Is the max clique problem NP-complete?
The clique decision problem is NP-complete (one of Karp’s 21 NP-complete problems). The problem of finding the maximum clique is both fixed-parameter intractable and hard to approximate. And, listing all maximal cliques may require exponential time as there exist graphs with exponentially many maximal cliques.
How that the clique problem is NP-complete?
The Clique Decision Problem belongs to NP-Hard – A problem L belongs to NP-Hard if every NP problem is reducible to L in polynomial time. Thus, if S is reducible to C in polynomial time, every NP problem can be reduced to C in polynomial time, thereby proving C to be NP-Hard.
Does clique cover NP-complete?
Finding a minimum clique cover is NP-hard, and its decision version is NP-complete. It was one of Richard Karp’s original 21 problems shown NP-complete in his 1972 paper “Reducibility Among Combinatorial Problems”.
What is an example of an NP-complete problem?
NP-complete problem, any of a class of computational problems for which no efficient solution algorithm has been found. Many significant computer-science problems belong to this class—e.g., the traveling salesman problem, satisfiability problems, and graph-covering problems.
Are NP problems solvable?
A problem is assigned to the NP (nondeterministic polynomial time) class if it is solvable in polynomial time by a nondeterministic Turing machine. A P-problem (whose solution time is bounded by a polynomial) is always also NP. It is much easier to show that a problem is NP than to show that it is NP-hard. …
Is 3 CLIQUE NP-complete?
The main idea is that the structure of 3-SAT is rich enough for the literals/clauses to be interpreted as (groups) of vertices. This then allows us to convert instances of 3-SAT to instances of graph theoretic problems. We will show that CLIQUE is an NP complete problem.
Is 3 clique NP-complete?
How do you know if it is a NP problem?
A problem is NP if it is easy to verify a solution. It might not be easy to find such a solution, but given a candidate solution, we can easily verify whether it is in fact a solution or not. NP does not apply to algorithms, it applies to problems. A problem is NP if it is easy to verify a solution.
Is traveling salesman NP-complete?
Traveling Salesman Optimization(TSP-OPT) is a NP-hard problem and Traveling Salesman Search(TSP) is NP-complete. However, TSP-OPT can be reduced to TSP since if TSP can be solved in polynomial time, then so can TSP-OPT(1).
What happens if P vs NP is solved?
If P equals NP, every NP problem would contain a hidden shortcut, allowing computers to quickly find perfect solutions to them. But if P does not equal NP, then no such shortcuts exist, and computers’ problem-solving powers will remain fundamentally and permanently limited.
Is every problem in NP?
Since NP-complete problems are in NP, their running time is at most exponential. However, some problems have been proven to require more time, for example Presburger arithmetic. Of some problems, it has even been proven that they can never be solved at all, for example the Halting problem.
Is vertex cover NP-complete?
Its decision version, the vertex cover problem, was one of Karp’s 21 NP-complete problems and is therefore a classical NP-complete problem in computational complexity theory.
How is the maximal clique decision problem NP complete?
The Maximal Clique Problem is to find the maximum sized clique of a given graph G, that is a complete graph which is a subgraph of G and contains the maximum number of vertices. This is an optimization problem. Correspondingly, the Clique Decision Problem is to find if a clique of size k exists in the given graph or not.

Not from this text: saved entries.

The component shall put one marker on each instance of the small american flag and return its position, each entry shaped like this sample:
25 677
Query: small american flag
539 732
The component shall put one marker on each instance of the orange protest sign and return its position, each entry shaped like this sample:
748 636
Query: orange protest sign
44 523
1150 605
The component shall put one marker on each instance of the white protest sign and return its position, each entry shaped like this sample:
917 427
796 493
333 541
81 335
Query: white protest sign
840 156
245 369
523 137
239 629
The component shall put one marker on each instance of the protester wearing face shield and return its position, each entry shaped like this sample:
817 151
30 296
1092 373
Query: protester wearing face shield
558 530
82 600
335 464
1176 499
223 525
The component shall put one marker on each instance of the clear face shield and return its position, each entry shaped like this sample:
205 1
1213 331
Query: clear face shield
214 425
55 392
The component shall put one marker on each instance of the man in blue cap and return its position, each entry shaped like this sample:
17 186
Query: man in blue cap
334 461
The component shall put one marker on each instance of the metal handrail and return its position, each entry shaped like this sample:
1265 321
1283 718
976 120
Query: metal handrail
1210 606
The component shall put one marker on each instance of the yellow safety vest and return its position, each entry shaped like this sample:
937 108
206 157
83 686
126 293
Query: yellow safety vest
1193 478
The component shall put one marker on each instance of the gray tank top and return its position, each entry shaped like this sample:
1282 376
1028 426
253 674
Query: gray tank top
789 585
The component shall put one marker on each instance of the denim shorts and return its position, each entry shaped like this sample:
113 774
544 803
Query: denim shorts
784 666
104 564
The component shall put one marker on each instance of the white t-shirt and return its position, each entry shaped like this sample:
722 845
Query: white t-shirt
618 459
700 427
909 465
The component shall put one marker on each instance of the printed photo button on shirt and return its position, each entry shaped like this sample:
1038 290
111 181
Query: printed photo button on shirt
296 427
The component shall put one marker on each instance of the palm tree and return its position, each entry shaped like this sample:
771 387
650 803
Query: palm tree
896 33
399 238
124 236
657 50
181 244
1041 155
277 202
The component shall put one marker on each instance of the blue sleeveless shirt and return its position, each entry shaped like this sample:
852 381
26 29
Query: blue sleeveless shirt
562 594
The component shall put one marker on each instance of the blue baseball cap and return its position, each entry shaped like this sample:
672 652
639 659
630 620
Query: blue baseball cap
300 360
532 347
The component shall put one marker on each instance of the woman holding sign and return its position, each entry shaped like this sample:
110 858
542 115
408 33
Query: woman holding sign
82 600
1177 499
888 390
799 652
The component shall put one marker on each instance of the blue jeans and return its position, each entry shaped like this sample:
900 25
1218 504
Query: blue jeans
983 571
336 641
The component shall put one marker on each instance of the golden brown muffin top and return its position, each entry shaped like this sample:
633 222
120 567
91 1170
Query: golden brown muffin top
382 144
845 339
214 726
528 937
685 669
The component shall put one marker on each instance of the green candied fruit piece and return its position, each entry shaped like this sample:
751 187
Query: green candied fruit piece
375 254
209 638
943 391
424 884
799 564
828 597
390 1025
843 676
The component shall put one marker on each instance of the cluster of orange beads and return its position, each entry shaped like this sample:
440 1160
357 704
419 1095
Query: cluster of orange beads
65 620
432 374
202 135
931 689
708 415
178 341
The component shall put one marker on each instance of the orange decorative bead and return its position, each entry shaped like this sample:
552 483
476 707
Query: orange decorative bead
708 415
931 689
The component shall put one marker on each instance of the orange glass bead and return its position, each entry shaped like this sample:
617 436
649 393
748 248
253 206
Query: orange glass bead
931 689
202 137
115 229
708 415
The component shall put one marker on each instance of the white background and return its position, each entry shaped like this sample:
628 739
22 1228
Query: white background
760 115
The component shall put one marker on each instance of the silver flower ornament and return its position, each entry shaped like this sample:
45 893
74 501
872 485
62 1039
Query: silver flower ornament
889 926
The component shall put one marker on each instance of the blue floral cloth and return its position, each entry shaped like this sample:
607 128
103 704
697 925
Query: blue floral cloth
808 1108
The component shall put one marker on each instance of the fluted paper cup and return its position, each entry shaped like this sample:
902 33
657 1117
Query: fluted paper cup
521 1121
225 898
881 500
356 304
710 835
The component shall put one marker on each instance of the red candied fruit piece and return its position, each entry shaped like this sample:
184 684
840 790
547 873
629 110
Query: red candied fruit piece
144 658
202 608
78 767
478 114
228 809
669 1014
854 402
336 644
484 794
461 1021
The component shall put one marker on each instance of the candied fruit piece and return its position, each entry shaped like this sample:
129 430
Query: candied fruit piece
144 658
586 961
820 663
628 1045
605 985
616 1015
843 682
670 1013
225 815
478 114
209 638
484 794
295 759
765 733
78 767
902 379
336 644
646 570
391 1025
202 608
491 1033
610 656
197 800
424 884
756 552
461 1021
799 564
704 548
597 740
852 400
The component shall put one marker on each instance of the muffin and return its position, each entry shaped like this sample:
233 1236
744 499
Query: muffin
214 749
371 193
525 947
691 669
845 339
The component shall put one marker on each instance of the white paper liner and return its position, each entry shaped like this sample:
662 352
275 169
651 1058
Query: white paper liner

Is the max clique problem a real world problem?
Complete sub-graph means, all the vertices of this sub-graph is connected to all other vertices of this sub-graph. The Max-Clique problem is the computational problem of finding maximum clique of the graph. Max clique is used in many real-world problems.
Is there an algorithm for the maximum clique problem?
The maximum clique problem may be solved using as a subroutine an algorithm for the maximal clique listing problem, because the maximum clique must be included among all the maximal cliques. In the k -clique problem, the input is an undirected graph and a number k.
Is the problem of finding the maximum clique intractable?
The problem of finding the maximum clique is both fixed-parameter intractable and hard to approximate. And, listing all maximal cliques may require exponential time as there exist graphs with exponentially many maximal cliques.